NEWS
08/15/2018 19:43 EDT | Updated 08/15/2018 19:43 EDT

Montreal Joins Toronto In Push For Nationwide Handgun Ban

They're asking Ottawa to prohibit all "private possession of assault rifles and handguns."

OTTAWA — Following Toronto's lead, Montreal is set to formally ask the federal government to impose a nationwide ban on handguns and so-called assault rifles for anyone who doesn't work in law enforcement.

Coun. Alex Norris is expected to table a motion at a council meeting next Monday requesting that Ottawa strengthen its gun-control bill, known as C-71.

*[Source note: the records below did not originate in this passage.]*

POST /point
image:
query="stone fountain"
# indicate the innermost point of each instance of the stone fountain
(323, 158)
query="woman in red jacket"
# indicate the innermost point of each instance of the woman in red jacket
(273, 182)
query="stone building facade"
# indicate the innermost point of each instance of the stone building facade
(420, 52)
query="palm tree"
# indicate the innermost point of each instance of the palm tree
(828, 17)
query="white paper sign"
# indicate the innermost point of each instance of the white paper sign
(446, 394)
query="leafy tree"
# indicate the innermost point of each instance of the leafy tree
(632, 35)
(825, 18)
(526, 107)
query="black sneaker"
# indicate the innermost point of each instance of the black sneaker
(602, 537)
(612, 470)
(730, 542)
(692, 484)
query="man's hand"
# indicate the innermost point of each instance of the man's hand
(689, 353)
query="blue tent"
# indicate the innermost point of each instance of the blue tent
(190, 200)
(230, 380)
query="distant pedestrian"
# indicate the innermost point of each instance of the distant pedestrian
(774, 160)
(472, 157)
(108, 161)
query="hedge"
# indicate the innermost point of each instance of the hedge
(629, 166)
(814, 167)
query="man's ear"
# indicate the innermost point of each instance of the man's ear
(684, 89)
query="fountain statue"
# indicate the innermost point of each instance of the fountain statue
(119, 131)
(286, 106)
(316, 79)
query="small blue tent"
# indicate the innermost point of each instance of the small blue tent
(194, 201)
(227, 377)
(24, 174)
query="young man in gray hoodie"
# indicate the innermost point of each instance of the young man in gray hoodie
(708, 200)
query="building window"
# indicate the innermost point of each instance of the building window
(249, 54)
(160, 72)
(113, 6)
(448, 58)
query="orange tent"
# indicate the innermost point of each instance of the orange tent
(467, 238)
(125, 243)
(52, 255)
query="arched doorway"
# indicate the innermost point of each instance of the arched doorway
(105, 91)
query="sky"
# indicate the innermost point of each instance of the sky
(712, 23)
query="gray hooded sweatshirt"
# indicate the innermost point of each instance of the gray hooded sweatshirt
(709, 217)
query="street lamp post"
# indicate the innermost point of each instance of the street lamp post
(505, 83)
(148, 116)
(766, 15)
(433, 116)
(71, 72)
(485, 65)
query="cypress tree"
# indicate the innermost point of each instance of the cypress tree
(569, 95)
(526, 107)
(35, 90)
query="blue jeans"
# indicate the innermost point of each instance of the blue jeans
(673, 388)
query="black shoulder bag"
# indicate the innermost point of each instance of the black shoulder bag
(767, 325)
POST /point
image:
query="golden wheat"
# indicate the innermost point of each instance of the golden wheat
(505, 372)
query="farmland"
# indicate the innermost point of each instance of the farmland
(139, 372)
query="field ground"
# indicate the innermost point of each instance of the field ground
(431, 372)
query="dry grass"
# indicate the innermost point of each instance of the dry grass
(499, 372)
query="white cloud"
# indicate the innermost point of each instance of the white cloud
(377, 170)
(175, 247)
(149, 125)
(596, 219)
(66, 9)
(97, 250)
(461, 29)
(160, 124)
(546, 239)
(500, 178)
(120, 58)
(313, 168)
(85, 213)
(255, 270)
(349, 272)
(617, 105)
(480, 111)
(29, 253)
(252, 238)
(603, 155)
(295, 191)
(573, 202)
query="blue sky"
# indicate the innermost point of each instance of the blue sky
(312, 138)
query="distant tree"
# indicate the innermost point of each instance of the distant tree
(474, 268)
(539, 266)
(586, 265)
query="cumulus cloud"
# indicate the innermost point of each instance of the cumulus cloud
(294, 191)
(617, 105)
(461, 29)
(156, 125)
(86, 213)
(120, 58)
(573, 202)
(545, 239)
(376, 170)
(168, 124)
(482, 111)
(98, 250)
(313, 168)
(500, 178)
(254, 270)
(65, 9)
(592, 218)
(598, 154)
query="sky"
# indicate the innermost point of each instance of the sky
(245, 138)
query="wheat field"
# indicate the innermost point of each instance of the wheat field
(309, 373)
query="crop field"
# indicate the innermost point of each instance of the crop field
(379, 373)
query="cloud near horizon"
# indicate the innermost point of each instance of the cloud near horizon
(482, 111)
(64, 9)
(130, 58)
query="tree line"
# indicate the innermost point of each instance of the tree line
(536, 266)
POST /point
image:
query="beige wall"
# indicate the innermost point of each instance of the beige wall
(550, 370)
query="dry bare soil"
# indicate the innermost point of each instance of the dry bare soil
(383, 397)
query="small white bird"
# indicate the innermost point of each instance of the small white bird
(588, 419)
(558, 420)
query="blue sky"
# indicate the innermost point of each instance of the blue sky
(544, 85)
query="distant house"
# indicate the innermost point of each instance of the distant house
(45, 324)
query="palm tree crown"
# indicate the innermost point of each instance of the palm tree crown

The motion says Montreal's council should ask Ottawa to prohibit all "private possession of assault rifles and handguns, except in the case of the Canadian Armed Forces, police forces, and other authorities mandated to possess firearms ... under restrictions imposed by (governments)."

Chris Young/THE CANADIAN PRESS
Police display guns seized during a series of raids for operation in Toronto on June 14, 2013.

It also asks the federal government to increase restrictions on the legal sale of weapons such as hunting rifles and shotguns in order to ensure they don't get into the hands of people who are at risk to commit violent acts.

"For hunting rifles, there can be arguments in favour of them," Norris said in an interview. "But in the case of handguns and assault rifles, these are really police or military weapons that the public should not have access to."

In late July, following a shooting on Toronto's Danforth Avenue that killed two people and wounded 13, city council passed a motion asking Ottawa to "(prohibit) the availability, sale, possession and use of handguns, assault rifles and semi-automatic firearms in Canada."

Prime Minister Justin Trudeau told reporters in northwestern Quebec on Wednesday that his government is "listening attentively" to the council motions from the nation's two largest cities.

"There have been a number of events over the past weeks and months, tragedies that have people reflecting on what more we can do to protect citizens and keep communities safe,' he said.

"We've moved forward on significant measures in Bill C-71 that will keep our communities safer but we know there are further discussions about the next steps that can be taken."

The Canadian Association of Chiefs of Police wrapped up its annual meeting in Halifax on Wednesday and its new president, Adam Palmer, said the country's gun laws are "very good."

Palmer, who is chief of police in Vancouver, said his association is not calling for any wholesale legislative changes related to gun violence.